2.A credit card company announces that its interest rate is 1.5% per
month. What is the corresponding effective annual interest rate?

3. You are deposited birr1,500 in a savings account at the local bank


and went on assignment somewhere. After two years, you returned
and noticed you had birr1,800 in your account. What annual effective
rates of interest had the bank given you if they compounded the
interest quarterly? What if they compounded annually?
4. The Awash bank advertised an investment program with an annual
5.5% interest rate, compounded quarterly. You can also choose to
invest your money at the local branch of wegagen bank that
will give you an annual interest rate of 5.5% semi annually.

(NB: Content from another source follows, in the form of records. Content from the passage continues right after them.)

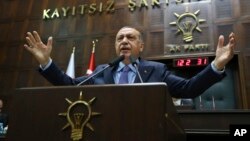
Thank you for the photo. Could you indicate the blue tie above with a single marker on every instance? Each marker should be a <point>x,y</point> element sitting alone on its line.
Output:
<point>124,75</point>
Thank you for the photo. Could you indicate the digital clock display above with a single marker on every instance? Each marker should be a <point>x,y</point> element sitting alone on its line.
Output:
<point>188,62</point>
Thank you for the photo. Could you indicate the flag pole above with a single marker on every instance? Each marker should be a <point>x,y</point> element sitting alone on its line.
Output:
<point>92,59</point>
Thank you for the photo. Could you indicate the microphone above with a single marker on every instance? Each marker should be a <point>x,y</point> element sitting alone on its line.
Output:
<point>111,64</point>
<point>134,63</point>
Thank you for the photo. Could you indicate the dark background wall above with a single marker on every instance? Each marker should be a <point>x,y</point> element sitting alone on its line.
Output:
<point>18,67</point>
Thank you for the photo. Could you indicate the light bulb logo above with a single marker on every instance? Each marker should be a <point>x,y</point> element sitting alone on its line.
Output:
<point>187,23</point>
<point>78,115</point>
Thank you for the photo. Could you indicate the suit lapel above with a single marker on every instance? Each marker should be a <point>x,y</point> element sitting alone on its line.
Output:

How
much more will you gain or lose per year if you invest birr 10,000 at
the Awash bank instead of at wegagen bank?
5.An electrical engineer wants to deposit an amount P now such that she can
withdraw an equal annual amount of A1 = birr 2000 per year for the first 5 years
starting 1 year after the deposit, and a different annual withdrawal of A2 = birr
3000 per year for the following 3 years. How would the cash flow diagram appear
if i = 8.5% per year?

6.A medium-size consulting engineering firm is trying to decide whether it should


replace its office furniture now or wait and do it 1 year from now. If it waits 1
year, the cost is expected to be birr 16,000. At an interest rate of 10% per year,
what would be the equivalent cost now?

7. A company that manufactures an electrical components for bulk manufacturing


is considering borrowing birr17.5 million to update a production line. If it borrow
the money now, it can do so at an interest rate of7.5% per year simple interest for
5 years. If it borrows next year, the interest rate will be 8% per year compound
interest, but it will be for only 4 years. (a) How much interest (total) will be paid
under each scenario, and (b) would you advised the company to borrow now or 1
year from now? Assume the total amount due will be paid at the end of 5 and 4
year respectively.
8. An individual wants to have birr 2000 at the end of three years.
How much would the individual have to invest at a 10% per year
interest rate, compounded annually, in order to obtain a net of birr
2000 after paying a birr 250 early withdrawal fee at the end of the
third year? Draw a cash flow diagram for the individual.

9. A first year DEC student needs a sum of birr. 20,000 for his
marriage which will take place 6 years from now. Find the amount
of money that he should deposit now in a bank if the bank gives
5.5% interest, compounded annually.

10. A person who is just 30 years old is planning for his retired life.
He plans to invest an equal sum of birr 10,000 at the end of every
year for the next 30 years starting from the end of next year. The
bank gives 5.5% interest rate, compounded annually. Find the
maturity value of his account when he is 60 years old.